What a coward. Mom says she’ll probably try to find an apartment in the city so she can better find a job. I told her August would be better so that we could help her move in. She told me she was going back on antidepressants. (BACK on? That’s news to me!) She is terribly unhappy, the way things are. I want her to be happy.
It was easy to get carried away what with the Belle and Sebastian on, and me being all sorts of manic from SarahThomas’ and my laughing episode. Even my hyperphotophobia seemed to have taken a walk around the block: I let JohnMac snap away on his camera. I let sound and motion, my favorite tag-team, sweep me away into a B&S-induced euphoria. I glanced around the room, caught Mellon staring at me, jealous, nostalgic, and half-drunk. My eyes went to Sandel and Sarah, lying in an awkward and sweet embrace on the sofa.
Fermez les yeux, laissez rentrer la musique.
I say tell Craig to get fucked. (Oh, wait—he’s already getting fucked!) I say sell the house, move you and the puppy to Philly. Get a job that you can handle. I say take up running or painting even. I say find someone sweet who will be there for you instead of just promising to. I say don’t take him back. I say let him find out for himself how much better you are than anything out there. I say tell him to get bent, get lost, get out of your life. Who needs a walking cheating midlife crisis?
Something in you scares me. I notice it most when you’re putting me down, or to be more precise, after you put others down, and then I reflect back on when your cutting comments were aimed at me. I sometimes imagine you mentally slicing off people’s emotional and personal problems like I daydream cutting of those terrible ponytails and rat-tails that Obi-Wan and Anakin sported in the new Star Wars. And sometimes it seems that you want to approach the world of women like I want to approach literature: read all the good books and own all the best ones.

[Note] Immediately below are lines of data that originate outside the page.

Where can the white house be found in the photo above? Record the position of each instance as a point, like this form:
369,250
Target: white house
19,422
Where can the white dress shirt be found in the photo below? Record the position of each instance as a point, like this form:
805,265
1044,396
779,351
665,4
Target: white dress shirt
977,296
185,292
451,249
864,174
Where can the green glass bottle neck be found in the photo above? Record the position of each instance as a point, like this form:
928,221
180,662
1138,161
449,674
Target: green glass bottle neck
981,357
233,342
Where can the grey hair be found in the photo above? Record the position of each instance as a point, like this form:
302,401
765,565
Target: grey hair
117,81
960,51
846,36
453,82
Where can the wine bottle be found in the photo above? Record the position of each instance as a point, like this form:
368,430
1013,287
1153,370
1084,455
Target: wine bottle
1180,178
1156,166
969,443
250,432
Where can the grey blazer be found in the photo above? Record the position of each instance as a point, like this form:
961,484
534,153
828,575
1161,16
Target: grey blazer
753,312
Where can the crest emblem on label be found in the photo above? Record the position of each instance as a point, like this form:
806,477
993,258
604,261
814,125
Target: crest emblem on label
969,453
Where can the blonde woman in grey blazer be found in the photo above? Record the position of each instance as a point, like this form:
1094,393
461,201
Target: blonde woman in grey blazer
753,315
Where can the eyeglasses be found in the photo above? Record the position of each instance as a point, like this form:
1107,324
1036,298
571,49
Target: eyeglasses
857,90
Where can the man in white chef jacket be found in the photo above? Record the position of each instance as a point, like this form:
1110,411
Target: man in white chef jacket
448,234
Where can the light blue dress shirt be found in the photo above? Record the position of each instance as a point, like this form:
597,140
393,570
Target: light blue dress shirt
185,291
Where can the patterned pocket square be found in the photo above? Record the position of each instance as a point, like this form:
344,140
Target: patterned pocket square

I've never been so angry in my life. He doesn't deserve to have his name uttered in the same breath as hers let alone be in the same room with her. And yet he has the nerve to talk to her sister and family and pretend that nothing is wrong that he is a decent husband a decent person that he hasn't completely betrayed her and insulted us all. Like never before my blood boils and stomach clenches like a fist. This is seething anger. This is rage. This is OUTrage. This hurts.
Dont you DARE call this a cliche.
I've kind of given up on emails anymore. I wonder have you read my poems? We are all children, we all need encouragement and nurturing. Probably I demand more than my fair share. Without reinforcement, I hide in a fort in my room declaring that All I need is books! Books and music nothing more! "I have my poetry to protect me." But I can't very well write letters to no one. We forget that the ones we deem our angels consider us angels too. I need to remember to blow kisses to all my angels. They need them too.